Road commission director discusses transportation issues




FLINT TWP. — In his “annual pilgrimage” to talk road work to the township board last week, Genesee County Road Commission Director John Daly delivered the disappointing news that legislation signed that day by Gov. Rick Snyder will allow the dissolution of county road commissions.

The township board was one of many municipalities that adopted a resolution in recent months opposing proposed House Bills 5125-5126 to consolidate services by making the road commission a county-run department.

Township Supervisor Karyn Miller said then that she would expect to “see less service given to each county for township roads” with passage of the bills.

Trustee George Menoutes called the proposed takeover “a nightmare.”

Daly had also been vocal in his opposition.

But the bills are now law and place the fate of the road commission in the hands of the Genesee County Board of Commissioners.
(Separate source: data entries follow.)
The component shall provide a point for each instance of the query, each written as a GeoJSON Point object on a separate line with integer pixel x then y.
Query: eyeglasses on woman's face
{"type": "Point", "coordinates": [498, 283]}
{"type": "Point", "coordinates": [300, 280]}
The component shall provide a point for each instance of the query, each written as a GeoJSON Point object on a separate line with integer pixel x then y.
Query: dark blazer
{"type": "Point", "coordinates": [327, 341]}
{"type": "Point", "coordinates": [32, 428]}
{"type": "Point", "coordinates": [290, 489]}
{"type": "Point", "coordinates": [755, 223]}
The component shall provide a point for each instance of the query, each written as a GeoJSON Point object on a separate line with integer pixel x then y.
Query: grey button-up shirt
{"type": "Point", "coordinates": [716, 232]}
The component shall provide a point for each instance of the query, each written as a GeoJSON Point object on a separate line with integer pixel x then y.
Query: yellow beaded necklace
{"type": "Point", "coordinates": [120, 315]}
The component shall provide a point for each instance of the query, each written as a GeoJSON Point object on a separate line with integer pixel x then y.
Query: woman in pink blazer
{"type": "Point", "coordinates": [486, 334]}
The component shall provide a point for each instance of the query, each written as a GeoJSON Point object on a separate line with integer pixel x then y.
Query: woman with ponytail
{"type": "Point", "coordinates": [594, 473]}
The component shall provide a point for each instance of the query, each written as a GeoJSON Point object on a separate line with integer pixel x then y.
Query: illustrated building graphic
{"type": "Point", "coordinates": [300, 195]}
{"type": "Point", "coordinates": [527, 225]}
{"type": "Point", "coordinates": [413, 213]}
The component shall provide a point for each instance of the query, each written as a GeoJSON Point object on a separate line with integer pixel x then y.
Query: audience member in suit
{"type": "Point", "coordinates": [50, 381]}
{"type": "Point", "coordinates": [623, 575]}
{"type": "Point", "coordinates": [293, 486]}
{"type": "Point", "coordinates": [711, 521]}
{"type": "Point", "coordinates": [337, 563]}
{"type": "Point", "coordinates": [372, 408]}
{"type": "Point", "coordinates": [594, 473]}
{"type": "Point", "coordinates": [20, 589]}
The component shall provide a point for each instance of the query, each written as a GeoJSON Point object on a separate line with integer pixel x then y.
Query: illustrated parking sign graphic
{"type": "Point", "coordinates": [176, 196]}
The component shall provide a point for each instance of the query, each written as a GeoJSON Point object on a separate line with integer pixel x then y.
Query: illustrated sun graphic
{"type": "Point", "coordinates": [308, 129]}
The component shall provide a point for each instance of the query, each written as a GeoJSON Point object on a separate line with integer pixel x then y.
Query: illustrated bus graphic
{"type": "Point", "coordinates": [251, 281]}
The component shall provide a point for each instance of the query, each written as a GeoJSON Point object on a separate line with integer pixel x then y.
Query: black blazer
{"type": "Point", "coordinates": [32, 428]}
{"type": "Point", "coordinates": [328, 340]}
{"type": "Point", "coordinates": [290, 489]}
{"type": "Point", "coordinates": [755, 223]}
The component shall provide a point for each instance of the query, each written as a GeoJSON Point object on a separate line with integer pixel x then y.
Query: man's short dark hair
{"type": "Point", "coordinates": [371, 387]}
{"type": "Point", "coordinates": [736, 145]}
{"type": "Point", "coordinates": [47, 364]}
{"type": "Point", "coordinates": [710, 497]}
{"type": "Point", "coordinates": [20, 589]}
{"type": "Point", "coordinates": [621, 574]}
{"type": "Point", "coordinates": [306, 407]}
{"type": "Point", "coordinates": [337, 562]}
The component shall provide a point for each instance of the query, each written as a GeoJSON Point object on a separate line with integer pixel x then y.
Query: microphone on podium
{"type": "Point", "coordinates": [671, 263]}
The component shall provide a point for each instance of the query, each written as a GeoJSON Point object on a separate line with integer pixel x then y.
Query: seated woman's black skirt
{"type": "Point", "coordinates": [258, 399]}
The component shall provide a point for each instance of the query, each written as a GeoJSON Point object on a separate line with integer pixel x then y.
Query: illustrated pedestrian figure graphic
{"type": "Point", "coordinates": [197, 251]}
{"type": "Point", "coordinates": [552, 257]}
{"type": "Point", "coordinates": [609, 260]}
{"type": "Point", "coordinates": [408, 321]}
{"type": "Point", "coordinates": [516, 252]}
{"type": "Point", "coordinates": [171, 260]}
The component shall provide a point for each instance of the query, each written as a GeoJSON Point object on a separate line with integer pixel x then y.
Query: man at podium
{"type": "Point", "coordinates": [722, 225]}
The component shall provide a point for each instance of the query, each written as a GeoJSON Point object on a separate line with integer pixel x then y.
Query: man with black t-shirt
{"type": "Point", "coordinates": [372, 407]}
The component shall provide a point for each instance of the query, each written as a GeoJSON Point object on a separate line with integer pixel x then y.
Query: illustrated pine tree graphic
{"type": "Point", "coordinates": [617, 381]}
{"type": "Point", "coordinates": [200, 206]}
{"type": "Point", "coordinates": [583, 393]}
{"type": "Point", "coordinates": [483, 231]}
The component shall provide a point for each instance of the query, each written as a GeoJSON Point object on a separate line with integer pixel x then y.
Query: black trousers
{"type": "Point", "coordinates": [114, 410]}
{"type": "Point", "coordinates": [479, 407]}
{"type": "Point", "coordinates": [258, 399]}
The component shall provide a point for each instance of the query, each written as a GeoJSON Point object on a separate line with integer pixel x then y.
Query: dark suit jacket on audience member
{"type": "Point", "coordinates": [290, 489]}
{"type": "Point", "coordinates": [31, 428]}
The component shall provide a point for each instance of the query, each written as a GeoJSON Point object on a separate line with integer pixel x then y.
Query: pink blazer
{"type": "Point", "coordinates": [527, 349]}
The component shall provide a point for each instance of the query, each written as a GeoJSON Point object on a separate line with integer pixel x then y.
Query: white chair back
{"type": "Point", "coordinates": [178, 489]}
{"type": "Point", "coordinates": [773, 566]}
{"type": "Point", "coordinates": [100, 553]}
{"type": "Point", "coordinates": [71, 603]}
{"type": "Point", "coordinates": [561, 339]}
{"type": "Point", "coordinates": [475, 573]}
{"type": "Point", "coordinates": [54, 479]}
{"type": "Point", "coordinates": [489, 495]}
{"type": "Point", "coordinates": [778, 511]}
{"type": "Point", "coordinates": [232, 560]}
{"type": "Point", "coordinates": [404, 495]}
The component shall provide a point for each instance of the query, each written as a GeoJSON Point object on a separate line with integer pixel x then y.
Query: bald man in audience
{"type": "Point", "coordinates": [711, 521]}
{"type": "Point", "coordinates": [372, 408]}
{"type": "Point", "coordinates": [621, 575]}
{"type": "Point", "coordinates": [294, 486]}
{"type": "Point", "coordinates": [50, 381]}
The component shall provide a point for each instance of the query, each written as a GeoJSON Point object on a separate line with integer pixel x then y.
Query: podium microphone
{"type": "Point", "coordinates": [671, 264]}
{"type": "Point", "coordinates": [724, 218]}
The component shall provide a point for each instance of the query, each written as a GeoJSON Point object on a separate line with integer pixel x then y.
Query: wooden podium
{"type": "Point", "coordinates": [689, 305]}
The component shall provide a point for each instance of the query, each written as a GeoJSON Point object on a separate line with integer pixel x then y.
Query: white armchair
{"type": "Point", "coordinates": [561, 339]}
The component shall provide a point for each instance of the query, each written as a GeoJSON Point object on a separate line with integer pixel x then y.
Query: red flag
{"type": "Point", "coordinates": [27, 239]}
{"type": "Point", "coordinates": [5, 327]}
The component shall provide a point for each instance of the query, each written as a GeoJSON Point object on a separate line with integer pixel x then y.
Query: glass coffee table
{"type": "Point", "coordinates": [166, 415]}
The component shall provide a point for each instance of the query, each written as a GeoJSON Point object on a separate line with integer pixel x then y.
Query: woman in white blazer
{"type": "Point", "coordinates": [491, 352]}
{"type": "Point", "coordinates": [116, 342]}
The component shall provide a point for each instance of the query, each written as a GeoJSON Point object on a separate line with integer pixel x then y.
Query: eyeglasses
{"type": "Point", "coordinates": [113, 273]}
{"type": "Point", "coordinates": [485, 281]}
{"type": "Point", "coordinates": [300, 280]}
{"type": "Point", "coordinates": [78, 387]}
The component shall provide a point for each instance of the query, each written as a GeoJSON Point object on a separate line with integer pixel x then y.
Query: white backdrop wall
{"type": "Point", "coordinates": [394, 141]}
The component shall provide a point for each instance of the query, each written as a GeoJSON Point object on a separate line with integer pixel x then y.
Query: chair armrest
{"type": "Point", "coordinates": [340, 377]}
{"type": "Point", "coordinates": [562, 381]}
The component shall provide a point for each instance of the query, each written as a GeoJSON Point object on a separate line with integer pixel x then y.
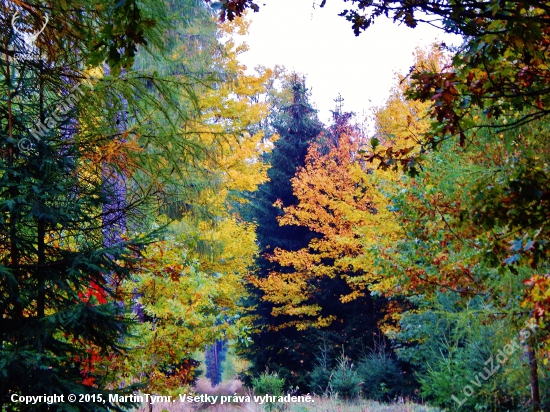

Ted Henry, vice chairman of the county commission, who also was present at last week’s township meeting, said that the matter was not up for immediate discussion.

“We have a whole list of items we are working on,’’ Henry said in response to a direct question about plans for the road commission. “I’m not giving you the brush off. We have not acted yet on the road commission,” he said.

Daly encouraged the board to communicate its feelings to the county commission. The law is effective immediately and though optional only requires two public hearings by the commission before it would be put into effect, he said.

The Genesee County Road Commission currently maintains more than 1,813 miles of roads and streets and over 250 signalized intersections, according to information on its web site.

In other matters, Daly discussed other proposed transportation legislation including measures for a nine cents per gallon fuel tax increase and another to increase car registration fees.

Road funding in Michigan is undergoing substantial changes, he said.

“What we’re seeing is something proposed under Gov. John Engler to shift the responsibility from the state to local units of government even more than it is now,’’ Daly said.

For years, the state has collected funds for roads and distributed it to counties according to a formula, he said.

Daly said he found it hard to believe that in the current economy the government would consider raising fuel taxes and registration fees.